Abstract
Updates on ontologies affect the operations built on top of them. But not all changes are equal: some updates drastically change the result of operations; others lead to minor variations, if any. Hence, estimating the impact of a change ex-ante is highly important, as it might make ontology engineers aware of the consequences of their action during editing. However, in order to estimate the impact of changes, we need to understand how to measure them.
To address this gap for embeddings, we propose a new measure called Embedding Resemblance Indicator (ERI), which takes into account both the stochasticity of learning embeddings as well as the shortcomings of established comparison methods. We base ERI on (i) a similarity score, (ii) a robustness factor $\hatμ $ (based on the embedding method, similarity measure, and dataset), and (iii) the number of added or deleted entities to the embedding computed with the Jaccard index.

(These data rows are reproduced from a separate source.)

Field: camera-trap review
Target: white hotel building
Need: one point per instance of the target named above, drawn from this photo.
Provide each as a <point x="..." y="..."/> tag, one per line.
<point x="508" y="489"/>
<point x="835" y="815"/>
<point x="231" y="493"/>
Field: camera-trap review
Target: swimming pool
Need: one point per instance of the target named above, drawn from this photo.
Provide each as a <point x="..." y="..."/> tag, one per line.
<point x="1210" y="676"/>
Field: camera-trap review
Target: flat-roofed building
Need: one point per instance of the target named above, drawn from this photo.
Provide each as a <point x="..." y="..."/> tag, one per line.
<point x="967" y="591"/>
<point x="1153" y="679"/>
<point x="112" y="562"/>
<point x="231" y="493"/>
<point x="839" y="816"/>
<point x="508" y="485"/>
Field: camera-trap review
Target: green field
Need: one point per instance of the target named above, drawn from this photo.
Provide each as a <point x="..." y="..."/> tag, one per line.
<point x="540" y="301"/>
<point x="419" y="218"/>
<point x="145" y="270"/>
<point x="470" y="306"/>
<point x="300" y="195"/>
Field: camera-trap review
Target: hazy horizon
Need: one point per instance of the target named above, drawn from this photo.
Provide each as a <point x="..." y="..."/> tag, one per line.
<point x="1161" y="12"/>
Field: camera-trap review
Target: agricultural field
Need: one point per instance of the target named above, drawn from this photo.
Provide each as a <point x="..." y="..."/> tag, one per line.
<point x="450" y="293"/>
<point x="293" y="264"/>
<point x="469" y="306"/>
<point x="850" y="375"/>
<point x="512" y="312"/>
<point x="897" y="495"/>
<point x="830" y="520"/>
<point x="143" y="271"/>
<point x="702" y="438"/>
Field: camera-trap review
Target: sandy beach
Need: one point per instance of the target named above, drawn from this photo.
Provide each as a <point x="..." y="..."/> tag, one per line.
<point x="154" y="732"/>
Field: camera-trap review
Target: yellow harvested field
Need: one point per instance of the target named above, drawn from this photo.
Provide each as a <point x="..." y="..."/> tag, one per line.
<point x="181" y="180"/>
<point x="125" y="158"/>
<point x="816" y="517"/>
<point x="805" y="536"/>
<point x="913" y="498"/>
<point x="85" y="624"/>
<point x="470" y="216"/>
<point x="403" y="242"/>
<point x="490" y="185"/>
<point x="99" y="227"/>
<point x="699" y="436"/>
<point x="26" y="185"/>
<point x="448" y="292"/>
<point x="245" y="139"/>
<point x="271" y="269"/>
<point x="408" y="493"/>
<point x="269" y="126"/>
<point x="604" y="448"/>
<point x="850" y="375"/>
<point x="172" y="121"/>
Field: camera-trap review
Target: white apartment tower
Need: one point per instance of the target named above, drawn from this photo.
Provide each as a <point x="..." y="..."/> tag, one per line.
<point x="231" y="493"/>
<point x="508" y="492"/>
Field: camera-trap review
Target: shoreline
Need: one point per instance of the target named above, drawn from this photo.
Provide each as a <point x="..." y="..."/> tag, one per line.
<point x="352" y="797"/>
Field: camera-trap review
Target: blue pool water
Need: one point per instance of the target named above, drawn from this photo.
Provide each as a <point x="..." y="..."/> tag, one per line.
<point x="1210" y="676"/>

To evaluate ERI, we investigate its usage in the context of two biomedical ontologies and three embedding methods---GraRep, LINE, and DeepWalk---as well as the two standard benchmark datasets---FB15k-237 and Wordnet-18-RR---with TransE and RESCAL embeddings. To study different aspects of ERI, we introduce synthetic changes in the knowledge graphs, generating two test-cases with five versions each and compare their impact with the expected behaviour. Our studies suggests that ERI behaves as expected and captures the similarity of embeddings based on the severity of changes. ERI is crucial for enabling further studies into impact of changes on embeddings.